O diálogo entre David e Errol envolve provocações recíprocas e tentativas de definir um ao outro. E também uma série de tiradas típicas de humor britânico, pronunciadas pelo escritor com um aplomb de lorde. O que seja verdade ou invenção flutua na névoa de um narrador acostumado com o fingimento. E esse é outro tema do filme.
Grande parte da conversa gira em torno da relação de amor e ódio de David com o pai, Ronald Cornwell, estelionatário que foi preso diversas vezes e, na opinião do filho, não confiava em Deus mas Deus confiava nele. Enquanto a mãe desaparecia misteriosamente, o pai exercia uma influência ambivalente na vocação de David para a espionagem. Certa feita, este chegou a contratar detetives para investigar o pai. Os relatos sobre a família têm sabor de filme noir.

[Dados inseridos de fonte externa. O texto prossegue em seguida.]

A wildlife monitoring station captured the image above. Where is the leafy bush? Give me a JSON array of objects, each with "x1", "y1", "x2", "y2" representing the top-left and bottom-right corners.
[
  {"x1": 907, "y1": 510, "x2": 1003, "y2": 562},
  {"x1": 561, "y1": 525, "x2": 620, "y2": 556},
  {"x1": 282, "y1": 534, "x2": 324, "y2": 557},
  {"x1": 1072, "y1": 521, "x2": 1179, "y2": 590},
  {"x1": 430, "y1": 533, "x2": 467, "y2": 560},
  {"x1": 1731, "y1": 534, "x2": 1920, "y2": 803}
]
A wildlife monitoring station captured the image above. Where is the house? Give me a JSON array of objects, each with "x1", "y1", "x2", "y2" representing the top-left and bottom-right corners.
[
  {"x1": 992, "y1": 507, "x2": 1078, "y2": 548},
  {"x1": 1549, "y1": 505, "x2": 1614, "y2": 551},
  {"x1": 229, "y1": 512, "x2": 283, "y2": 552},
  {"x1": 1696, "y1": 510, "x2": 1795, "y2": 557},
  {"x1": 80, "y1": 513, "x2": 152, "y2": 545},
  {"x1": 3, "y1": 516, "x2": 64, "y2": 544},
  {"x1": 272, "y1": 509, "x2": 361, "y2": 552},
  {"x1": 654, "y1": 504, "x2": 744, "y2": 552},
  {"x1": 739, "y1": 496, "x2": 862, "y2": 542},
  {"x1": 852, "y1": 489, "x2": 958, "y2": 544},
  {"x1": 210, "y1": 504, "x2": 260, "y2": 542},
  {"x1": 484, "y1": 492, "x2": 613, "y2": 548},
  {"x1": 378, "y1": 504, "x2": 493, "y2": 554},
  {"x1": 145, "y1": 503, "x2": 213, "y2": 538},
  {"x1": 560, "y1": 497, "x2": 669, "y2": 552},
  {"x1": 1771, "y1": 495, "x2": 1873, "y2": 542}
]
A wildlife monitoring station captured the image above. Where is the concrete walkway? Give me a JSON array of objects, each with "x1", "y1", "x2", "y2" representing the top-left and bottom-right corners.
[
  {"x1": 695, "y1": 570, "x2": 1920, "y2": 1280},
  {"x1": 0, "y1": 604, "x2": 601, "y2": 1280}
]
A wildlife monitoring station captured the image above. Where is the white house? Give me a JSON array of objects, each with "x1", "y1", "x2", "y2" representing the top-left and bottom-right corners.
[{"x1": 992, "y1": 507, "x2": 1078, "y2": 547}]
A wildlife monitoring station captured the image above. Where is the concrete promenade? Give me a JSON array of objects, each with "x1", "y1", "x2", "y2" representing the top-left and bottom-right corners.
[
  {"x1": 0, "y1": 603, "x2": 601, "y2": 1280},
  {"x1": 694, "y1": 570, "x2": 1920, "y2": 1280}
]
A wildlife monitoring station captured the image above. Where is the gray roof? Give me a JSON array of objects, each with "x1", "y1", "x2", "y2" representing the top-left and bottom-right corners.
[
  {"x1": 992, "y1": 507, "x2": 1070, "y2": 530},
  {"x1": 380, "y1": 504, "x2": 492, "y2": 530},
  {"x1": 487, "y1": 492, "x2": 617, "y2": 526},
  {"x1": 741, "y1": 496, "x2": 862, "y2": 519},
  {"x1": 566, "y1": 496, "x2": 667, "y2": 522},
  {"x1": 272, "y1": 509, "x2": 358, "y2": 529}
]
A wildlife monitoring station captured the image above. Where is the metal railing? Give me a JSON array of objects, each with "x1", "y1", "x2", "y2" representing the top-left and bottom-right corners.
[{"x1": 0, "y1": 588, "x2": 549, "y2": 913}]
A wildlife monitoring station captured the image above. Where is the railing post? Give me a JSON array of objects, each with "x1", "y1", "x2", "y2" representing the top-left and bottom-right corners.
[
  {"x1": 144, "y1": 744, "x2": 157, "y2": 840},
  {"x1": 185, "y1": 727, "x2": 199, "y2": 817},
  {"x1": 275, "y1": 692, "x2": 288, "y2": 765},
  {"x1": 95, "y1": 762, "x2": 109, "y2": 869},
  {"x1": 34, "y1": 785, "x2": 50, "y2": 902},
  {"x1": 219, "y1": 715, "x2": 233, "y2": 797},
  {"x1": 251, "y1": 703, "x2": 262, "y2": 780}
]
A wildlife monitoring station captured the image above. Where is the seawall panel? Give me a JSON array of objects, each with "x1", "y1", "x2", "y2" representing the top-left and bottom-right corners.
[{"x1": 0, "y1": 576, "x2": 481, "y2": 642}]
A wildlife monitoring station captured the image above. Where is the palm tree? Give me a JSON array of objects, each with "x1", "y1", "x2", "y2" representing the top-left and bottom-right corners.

No serviço secreto britânico, David viveu a Guerra Fria, o que inspiraria seu livro mais célebre, O Espião que Saiu do Frio. Descobriu que a vida do espião era uma espécie de esquizofrenia, muito embora garantisse que a clandestinidade é uma constante para qualquer um de nós, dependendo de com quem estamos lidando. Em mais uma dubiedade característica, David condenava e ao mesmo tempo admirava o espião Kim Philby, que fazia jogo duplo no serviço secreto britânico espionando para a União Soviética.
O Túnel de Pombos é não só o título da autobiografia que embasou o filme, mas também um título de trabalho que Le Carré usava em todos os seus livros. Tem a ver com uma maldade que presenciou na infância e que o marcou. Mas esse retrato fornecido por Errol Morris não se interessa por quebrar a casca de opacidade em que David se manteve até o fim. Suas opiniões sobre os ofícios de espião e escritor eram cheias de ambiguidades e antíteses surpreeendentes. Às vezes não é fácil acompanhar seu raciocínio rápido e intricado.
Morris faz o que pode para tornar essa torrente de ideias o mais palatável possível. Usa música de fundo ininterruptamente (de Philip Glass e Paul Leonard-Morgan), inserções encenadas com grande sofisticação e cenas de filmes baseados em obras de Le Carré, principalmente aqueles de conteúdo semi-autobiográfico. Além disso, a constante variação dos pontos de vista das câmeras produz uma espécie de jogo de espelhos que traduz bem a imponderabilidade do personagem.
Talvez seja produtivo imaginar O Túnel de Pombos como um suposto documentário de John Le Carré sobre David Cornwell.
>> O Túnel de Pombos está na plataforma AppleTV.